Senior writer
Overall, municipal accounts in arrears may be subject to interest when selling a property, and usually, the defaulter has 30 days to pay before that interest is charged. However, there are instances when a reversal of interest can be requested, such as when the account is in dispute, the address is incorrect, or the account was sent to the wrong address.
But first, let’s examine the law. The Local Government: Municipal Property Rates Act 6 of 2004 is the point of reference, which says a municipality has to provide the account holder with a written account of rates and taxes and that the account holder is liable for payment of rates and taxes, regardless of whether having received the written account or not. The assumption (which is reasonable, say legal experts) is that account holders know they are liable for rates and taxes on a regular basis, so non-receipt of a municipal account is not an excuse to avoid non-payment.
The account contains various usage aspects and obligations applicable to the account holder. These include electricity and water consumption based on meter readings or estimated consumption; refuse removal and disposal; sewerage service and sewer availability fees; rates; interest; reconnection fees and default administration charges; and miscellaneous and sundry fees/collection charges.
It is important to note that only payments received on or before the due date in the respective municipality’s financial system are considered to have been received. This may mean that the account may look as though the customer is in arrears, but the payment will reflect on the next month’s statement. However, if the customer fails to pay the full amount due on or before the due date, the unpaid amount is deemed to be in arrears. The municipality may then issue a pre-termination notice (indicating that the electricity may be disconnected or water throttled) and/or a Final Demand, which may be delivered by hand or along with the invoice, usually electronically.
When payment is received it is allocated by settling the oldest outstanding debt first, followed by the administrative cost, sundries, interest and only then, current outstanding debt.
When an account holder defaults, generally the municipality affected will entertain a payment plan. This requires the signing of an Acknowledgement of Debt, a legal document between the customer and the City, where the account holder acknowledges the debt and agrees to pay it off.
Interest is charged on overdue accounts from the due date at the existing bank prime interest rate, but conversely, the municipality will not pay interest on credit amounts. The interest charged applies to arrear accounts aged 180 days or older, closed accounts, accounts related to insolvency estates, and debtors under administration, but only the administration portion. Interest on arrear debt is raised for each month is which the payment remains outstanding, and even part of the month is considered a full month.

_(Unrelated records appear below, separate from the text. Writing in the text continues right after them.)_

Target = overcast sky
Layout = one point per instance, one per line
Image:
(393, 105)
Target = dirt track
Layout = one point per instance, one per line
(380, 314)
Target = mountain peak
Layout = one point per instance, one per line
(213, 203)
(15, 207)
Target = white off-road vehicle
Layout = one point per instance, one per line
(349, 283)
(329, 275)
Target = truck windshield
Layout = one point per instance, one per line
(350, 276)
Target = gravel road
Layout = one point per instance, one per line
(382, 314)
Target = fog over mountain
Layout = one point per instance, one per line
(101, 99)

Each municipality has some variation of this process, and even, from time to time, offer a waiver on the interest being charged, or has charged, if a defaulter pays their outstanding debt in full.
Where things get a bit murky is when interest has been charged on an overdue account, in the case of being able to issue a clearance certificate for a property transfer. This was raised in April, in a court case between Moatshi (who had purchased a property from an insolvent estate) v City of Tshwane Metropolitan Municipality.

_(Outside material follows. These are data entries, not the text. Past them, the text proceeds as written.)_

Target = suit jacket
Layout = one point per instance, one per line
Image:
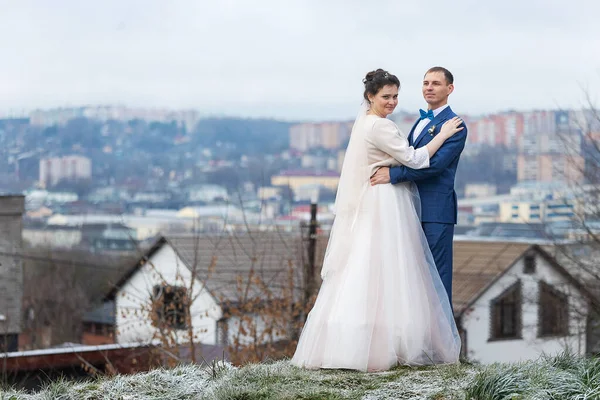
(436, 183)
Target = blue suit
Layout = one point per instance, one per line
(436, 189)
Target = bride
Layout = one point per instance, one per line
(382, 302)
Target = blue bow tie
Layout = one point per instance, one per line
(427, 114)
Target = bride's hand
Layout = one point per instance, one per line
(450, 127)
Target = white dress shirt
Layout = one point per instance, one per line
(423, 123)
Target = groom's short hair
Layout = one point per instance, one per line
(447, 74)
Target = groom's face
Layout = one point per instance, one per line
(436, 89)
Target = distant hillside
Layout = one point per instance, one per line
(261, 135)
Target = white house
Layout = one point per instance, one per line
(234, 277)
(514, 302)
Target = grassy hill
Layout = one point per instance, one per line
(558, 378)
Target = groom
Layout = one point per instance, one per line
(436, 183)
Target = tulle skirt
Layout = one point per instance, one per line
(382, 302)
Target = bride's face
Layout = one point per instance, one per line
(385, 101)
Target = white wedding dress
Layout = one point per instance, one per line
(382, 302)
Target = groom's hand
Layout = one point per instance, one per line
(381, 176)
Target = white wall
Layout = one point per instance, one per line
(476, 320)
(133, 322)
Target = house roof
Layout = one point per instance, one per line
(479, 264)
(224, 263)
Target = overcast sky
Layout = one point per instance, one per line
(294, 59)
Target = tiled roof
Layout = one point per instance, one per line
(478, 264)
(225, 263)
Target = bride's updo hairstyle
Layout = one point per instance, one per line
(376, 80)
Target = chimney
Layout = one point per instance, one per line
(11, 270)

The courts conclusion was no, the city is prohibited from charging interest in that particular case. The reference is section 118(1)(b) certificate of the Local Government: Municipal Systems Act 32 of 2000, which stipulates (as per STBB legal firm):
“118 Restraint of transfer of property
(1) A registrar of deeds may not register the transfer of property except on production to that registrar of deeds of a prescribed certificate-
(a) issued by the municipality or municipalities in which that property is situated; and
(b) which certifies that all amounts that became due in connection with that property for municipal service fees, surcharges on fees, property rates and other municipal taxes, levies and duties during the two years preceding the date of application for the certificate have been fully paid.”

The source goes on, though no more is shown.